One-handed mode – For phones with 5in screens and larger, you can now hold on the Windows button and the screen will slide down to bring things at the top into reach. Sound familiar? It’s the same as ‘Reachability’ in iOS 8.
Improved Action Center and Interactive Notifications – We were glad of the arrival of the Action Center on Windows Phone 8 and Microsoft has made some nice improvements in Windows 10 for phones. More Quick Actions are available, so when you pull the bar down from the top of the screen you’ll see the usual set of four. There’s also a new expand button, which shows eight additional Actions when clicked, or when you drag down from the top a second time. Previously there was a simple link to all settings and you can still select which four you wish to be the primary ones. Brand new is a much-requested Quick Action for turning on the LED flash so you can use it as a torch without needing a separate app. Action Center is also where you pick up all your notifications and while they are displayed in the same manner, they are now interactive. This means you can do various things straightaway. For example, you can dismiss an alarm, and when it comes to things such as text messages, you can reply inline via the keyboard or voice. Another new features is that you won’t
need to dismiss notifications twice. If you get rid of one on your phone, then you shouldn’t have to deal with it again if you switch to Windows 10 on another device. That’s a real boon and something that we’ve been wanting on iOS and Android for some time.
New Settings menu – Long suffering Windows Phone users will be pleased to hear that the Settings menu has received a much needed overhaul. The existing one has been split into ‘system’ and ‘applications’, which is no bad thing as the massive list of options was extremely difficult to navigate with no apparent order or method. The new Settings menu is divided into 10 sections for things such as system, personalisation, accounts and privacy. It makes much more sense, and under each heading you can see what type of things you’ll find there. A search bar at the top lets you type in the first few letters to quickly find what you’re looking for.

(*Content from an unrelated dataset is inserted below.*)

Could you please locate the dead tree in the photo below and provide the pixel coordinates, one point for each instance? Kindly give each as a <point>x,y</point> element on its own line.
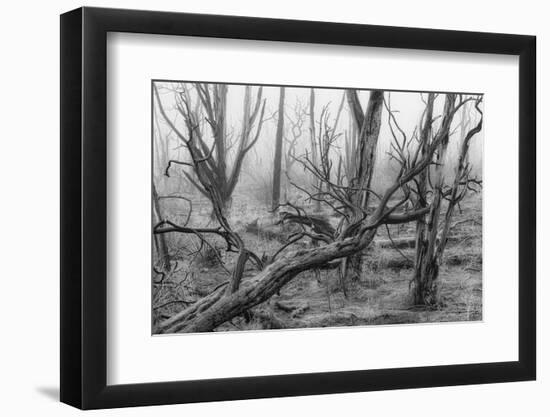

New keyboard with joystick – The keyboard is largely the same in Windows 10 compared to Windows Phone 8, but there’s a new feature that you might not even spot at first. If you remember the way old IBM laptops had a tiny joystick in the middle of the keyboard for moving the cursor, well that’s exactly what Microsoft had added to Windows 10 for phones in a virtual way. Rather than sitting in the middle of the keyboard, it’s on the left-hand side between Shift, Z, the 123 button and semicolon. If you tap and hold it a little D-pad pops up and you can slide your finger around to move the cursor it’s pretty neat.